The TRP1 sgRNA expression cassette fragment, which was amplified using the TEFin-Pme1Sph1-F/Mig1t-Avr2Sal1-R primer set to establish MssI/SphI and AvrII/SalI sites at its 5′ and 3′ ends, respectively, was ligated into pCen1-Cas9 via SalI/MssI to generate the pCAS1y-trp(Sph1Avr2) plasmid (Fig. S4A). The PEX10 sgRNA expression cassette fragment was amplified using the TEFin-Avr2-F/Mig1t-Sal1-R primer set and digested with AvrII and SalI. The AvrII/SalI fragment was ligated into the pCAS1y-trp(Sph1Avr2) vector backbone via AvrII/SalI to generate pCAS1y-TP (Fig. S4B). The GUT2 sgRNA expression cassette was amplified with TEF1p-Pme1-F/Mig1t-Sph1-R, digested with MssI and SphI and inserted into pCAS1y-TP via MssI/SphI to generate pCAS1y-GTP (Fig. S4C). The PEX10 and GUT2 guide sequences used in this study are shown in Fig. S5.
Yeast transformation
The transformation procedure was performed as previously described [13]. Briefly, the 50-μL transformation mixture was plated onto SC-leu solid media for colony counting and for the calculation of transformation efficiency. The remaining transformation mixture was transferred to a tube containing SC-leu liquid media for 2–4 days incubation, and the culture was diluted as needed for plating onto SC-leu solid media.
Phenotype verification
Colonies from the SC-leu plate were randomly picked and streaked onto SC-leu and SC-leu-trp plates, and incubated at 30 °C for 2 days. SCG-leu and SCO-leu media were used in the PEX10 experiments; the SCGly-leu medium was used in the GUT2 experiments.
Colony PCR confirmation and sequencing
The high efficient and success rate DNA polymerase KOD FX Neo (TOYOBO, CO.,LTD) was used for confirmation by colony PCR. The products were sequenced as needed by Sangon Biotech (Shanghai) Co., Ltd. The TRP1-ORF-YZ-F/TRP1-YZ-R primer set was used for confirmation by PCR for the TRP1 experiments. The PEX10-donor-440up-F/PEX10-dn-YZ-R primer set was used for confirmation by PCR for the PEX10 experiments. The Gut2-donor-470up-F/△GUT2-YZ-dn-R primer set was used for gut2 confirmation by colony PCR. All PCR products were sequenced by Sangon Biotech (Shanghai) Co., Ltd.
Results and discussion
Construction of the Y. lipolytica CRISPR system
Because NHEJ-mediated DSB repair dominant Y. lipolytica [31] and can be weakened by disrupting one or both of the ku70 and ku80 genes [20, 39], two CRISPR-Cas9 plasmids were developed with or without donor DNA. pCAS1yl was designed by utilizing a codon-optimized nuclease Cas9 gene from S. pyogenes MGAS5005 [11] that was controlled by a strong, endogenous TEFin promoter [37], a sgRNA containing a 20-bp guide sequence flanked upstream by the hammerhead (HH) ribozyme and downstream by the hepatitis delta virus (HDV) ribozyme [28] (transcribed by the TEFin promoter), and a replicative vector backbone (pMCSCen1) [4] (Fig. 1). pCAS2yl was designed by inserting the donor DNA upstream of the sgRNA expression cassette (Fig. 1). Three different host strains were examined, and they included (1) wild-type MYA-2613 (WT), (2) MYA-2613△ku70 (△ku70) and (3) MYA-2613△ku70△ku80 (△ku70△ku80).
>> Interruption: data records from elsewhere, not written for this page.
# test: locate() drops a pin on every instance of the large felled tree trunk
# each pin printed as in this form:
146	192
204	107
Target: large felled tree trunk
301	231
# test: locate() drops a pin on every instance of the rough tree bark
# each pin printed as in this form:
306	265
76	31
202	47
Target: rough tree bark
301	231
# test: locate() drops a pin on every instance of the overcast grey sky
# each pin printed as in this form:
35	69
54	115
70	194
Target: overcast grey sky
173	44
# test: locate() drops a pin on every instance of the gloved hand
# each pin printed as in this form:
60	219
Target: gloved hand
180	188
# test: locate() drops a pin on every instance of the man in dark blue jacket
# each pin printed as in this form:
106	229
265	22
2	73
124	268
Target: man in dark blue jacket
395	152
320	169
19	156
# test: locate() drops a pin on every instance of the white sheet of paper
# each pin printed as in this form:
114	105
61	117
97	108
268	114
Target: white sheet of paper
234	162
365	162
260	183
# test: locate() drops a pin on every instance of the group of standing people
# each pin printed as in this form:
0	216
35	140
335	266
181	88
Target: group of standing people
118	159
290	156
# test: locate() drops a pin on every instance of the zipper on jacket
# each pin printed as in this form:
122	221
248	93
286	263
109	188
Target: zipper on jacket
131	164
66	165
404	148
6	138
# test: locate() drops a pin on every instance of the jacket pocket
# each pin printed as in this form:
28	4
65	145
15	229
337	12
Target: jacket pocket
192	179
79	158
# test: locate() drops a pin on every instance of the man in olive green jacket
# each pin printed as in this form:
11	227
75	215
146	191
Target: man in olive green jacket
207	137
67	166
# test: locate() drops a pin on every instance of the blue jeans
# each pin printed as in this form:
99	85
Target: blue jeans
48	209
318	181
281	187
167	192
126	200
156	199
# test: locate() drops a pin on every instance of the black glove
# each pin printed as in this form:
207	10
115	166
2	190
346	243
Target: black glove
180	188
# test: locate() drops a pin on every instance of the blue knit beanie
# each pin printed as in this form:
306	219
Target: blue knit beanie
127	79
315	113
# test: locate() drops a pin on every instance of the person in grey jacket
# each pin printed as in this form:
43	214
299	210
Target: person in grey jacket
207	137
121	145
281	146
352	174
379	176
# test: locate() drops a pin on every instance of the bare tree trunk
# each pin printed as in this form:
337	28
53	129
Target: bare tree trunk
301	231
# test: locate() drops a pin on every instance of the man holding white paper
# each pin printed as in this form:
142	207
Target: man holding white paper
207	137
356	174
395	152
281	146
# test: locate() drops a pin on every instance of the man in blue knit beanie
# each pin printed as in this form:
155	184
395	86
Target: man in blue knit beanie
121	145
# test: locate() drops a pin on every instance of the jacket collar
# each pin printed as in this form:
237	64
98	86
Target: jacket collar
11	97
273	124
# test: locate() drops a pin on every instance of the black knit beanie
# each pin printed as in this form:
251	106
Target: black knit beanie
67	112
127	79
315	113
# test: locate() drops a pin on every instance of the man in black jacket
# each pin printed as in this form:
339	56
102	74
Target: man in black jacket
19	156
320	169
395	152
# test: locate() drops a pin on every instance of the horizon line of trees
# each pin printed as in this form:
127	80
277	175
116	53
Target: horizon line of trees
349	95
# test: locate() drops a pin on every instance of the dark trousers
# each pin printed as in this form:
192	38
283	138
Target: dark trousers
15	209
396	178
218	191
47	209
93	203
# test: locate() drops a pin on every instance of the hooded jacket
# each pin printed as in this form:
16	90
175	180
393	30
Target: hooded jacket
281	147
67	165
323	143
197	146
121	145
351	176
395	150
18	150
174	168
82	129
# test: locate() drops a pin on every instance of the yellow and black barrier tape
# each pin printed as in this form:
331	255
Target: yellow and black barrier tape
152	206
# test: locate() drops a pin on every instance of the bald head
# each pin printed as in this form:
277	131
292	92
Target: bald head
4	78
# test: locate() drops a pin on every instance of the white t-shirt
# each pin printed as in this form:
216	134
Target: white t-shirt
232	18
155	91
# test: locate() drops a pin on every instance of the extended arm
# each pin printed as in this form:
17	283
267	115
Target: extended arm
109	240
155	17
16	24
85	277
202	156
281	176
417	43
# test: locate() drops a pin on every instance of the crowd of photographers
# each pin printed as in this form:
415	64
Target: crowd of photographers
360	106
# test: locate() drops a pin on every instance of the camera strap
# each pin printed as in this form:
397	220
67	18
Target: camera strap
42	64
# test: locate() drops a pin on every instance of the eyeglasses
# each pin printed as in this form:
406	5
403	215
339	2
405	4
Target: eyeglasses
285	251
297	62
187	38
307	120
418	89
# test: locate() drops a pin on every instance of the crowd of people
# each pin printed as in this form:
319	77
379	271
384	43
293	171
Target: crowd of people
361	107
The CRISPR-Cas9 system was initially tested for Cas9-mediated toxicity. The total colony-forming units (cfu) were calculated based on the number of colonies that grew on the SC-leu agar. There were no apparent differences between the transformation efficiencies of the plasmid containing Cas9 and the plasmid containing an inactivated Cas9 gene, indicating that Cas9 had no effect on Y. lipolytica growth (Fig. 2).
The TRP1 gene, which encodes N-(5-phosphoribosyl)-anthranilate isomerase, was selected as a target for editing. When Cas9 was expressed with the guide RNA targeted the TRP1 locus in the genome, the cfu values dramatically decreased in the WT, △ku70 and △ku70△ku80 strains (31.7 ± 5, 17.2 ± 2.3 and 11.4 ± 1.7 %, respectively, Fig. 2). The differences in the survival rates may be due to the NHEJ-mediated repairs of the DSBs generated by Cas9 in the WT and △ku70 strains [9]. The low survival rate observed in the △ku70△ku80 strain was a likely result of insufficient Cas9 or sgRNA activity [1, 11].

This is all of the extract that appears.